On August 29, 2023, the U.S. Department of Justice announced that a multinational operation successfully disrupted the QakBot botnet, which infected over 700,000 computers worldwide. The takedown involved actions in the United States, Ukraine, Germany, Netherlands, United Kingdom, Romania, and Latvia, and resulted in the seizure of more than $8.6 million in cryptocurrency profits from the QakBot cybercriminal organization.
The FBI gained access to QakBot infrastructure, identified and redirected botnet traffic through its servers, and instructed infected computers to download an uninstaller. This action prevented QakBot from installing further malware. Law enforcement primarily focused on removing the QakBot malware from victim computers without affecting owner data.
The operation was conducted in close cooperation with Eurojust, a department of the European Union that investigates crimes within member states, and involved significant assistance from various cybercrime and law enforcement agencies across several countries.
What Is QakBot and Why Is This Important?
QakBot (also known as QBot) is a highly popular banking trojan that has existed since at least 2007. The trojan has continuously evolved since its inception and has been frequently upgraded with new capabilities.
Here’s how it works: QakBot allows cybercriminals to gain initial access to targeted networks and delivers other remote-access payloads, which attackers can then use to steal sensitive data, move laterally, or remotely execute code.

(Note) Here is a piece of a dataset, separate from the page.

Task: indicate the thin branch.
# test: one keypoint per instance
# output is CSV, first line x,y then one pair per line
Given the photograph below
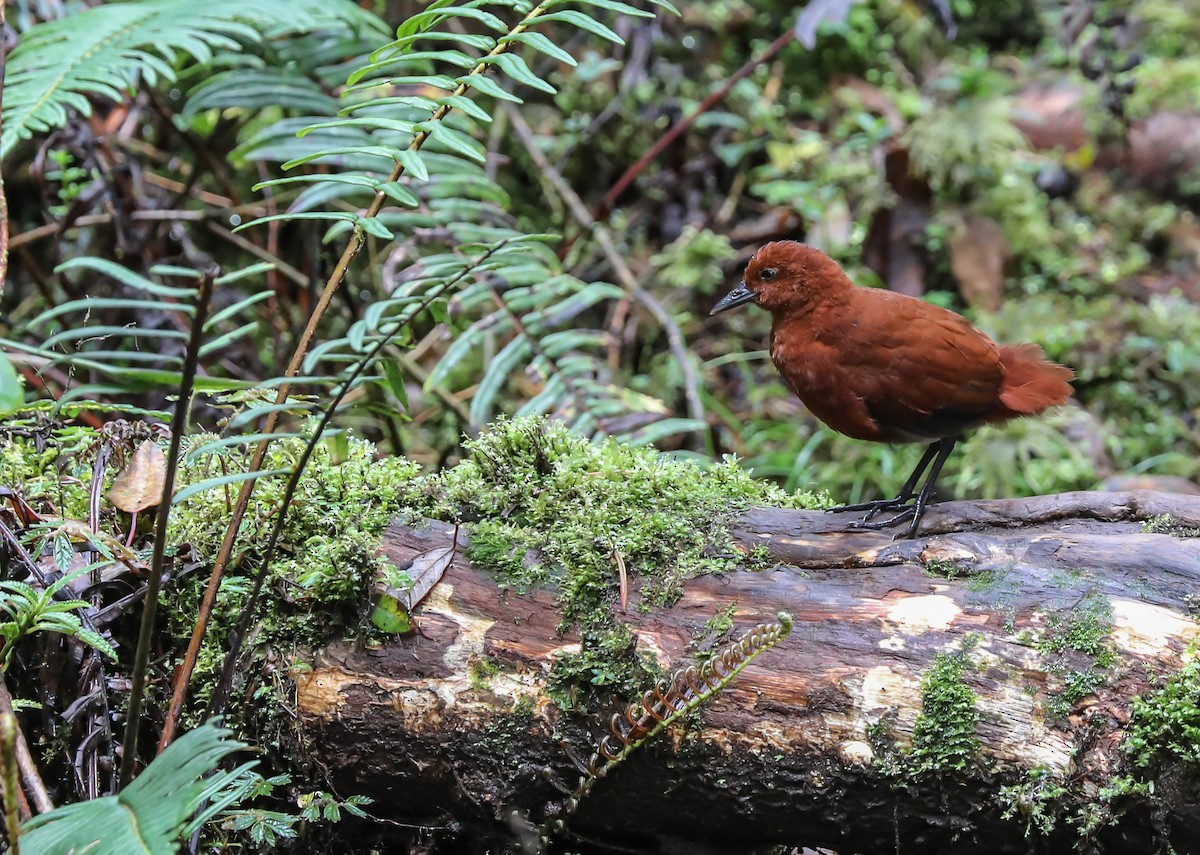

QakBot was primarily spread through spam emails, delivering additional malware, including ransomware. Notable ransomware groups like Ryuk, ProLock, Egregor, REvil, MegaCortex, and Black Basta have used QakBot as an initial means of infection, causing significant damage to businesses, healthcare providers, and government agencies.
As of August 2023, QakBot had been predominantly linked to the Black Basta ransomware group, which breached more than 140 organizations in 2023. On March 15, 2023, ReliaQuest discovered a security incident involving Black Basta that began with a QakBot infection for initial access. In this attack, the threat actor established a foothold in only 77 minutes, highlighting the threat posed by QakBot infections and the speed at which they could be deployed.
QakBot’s ever-evolving nature and highly opportunistic targeting of any and all industries posed a persistent and increasingly significant threat to the cyber community. Its disruption will likely have a significant impact on many threat actors, such as Black Basta.
Resources and Information for QakBot Victims
It’s not immediately clear whether the U.S. Department of Justice will release more specific details about the infrastructure they took down. With this limited information, we can’t speculate on how far-reaching and impactful this takedown was for cybercriminals. However, they did release a key detail: the FBI has successfully rerouted QakBot botnet traffic to servers under their control and instructed infected computers in the United States and elsewhere to download a file created by law enforcement that would effectively uninstall the QakBot malware.
Victims can verify if they have received the uninstaller by checking for the hash value of the QakBot Uninstall file: 7cdee5a583eacf24b1f142413aabb4e556ccf4ef3a4764ad084c1526cc90e117 (SHA-256)
The FBI and Dutch National Police identified compromised account credentials associated with QakBot and provided them to the website “Have I Been Pwned.” Victims can check if their credentials were compromised by visiting the following websites:
- Have I Been Pwned (https://haveibeenpwned.com/)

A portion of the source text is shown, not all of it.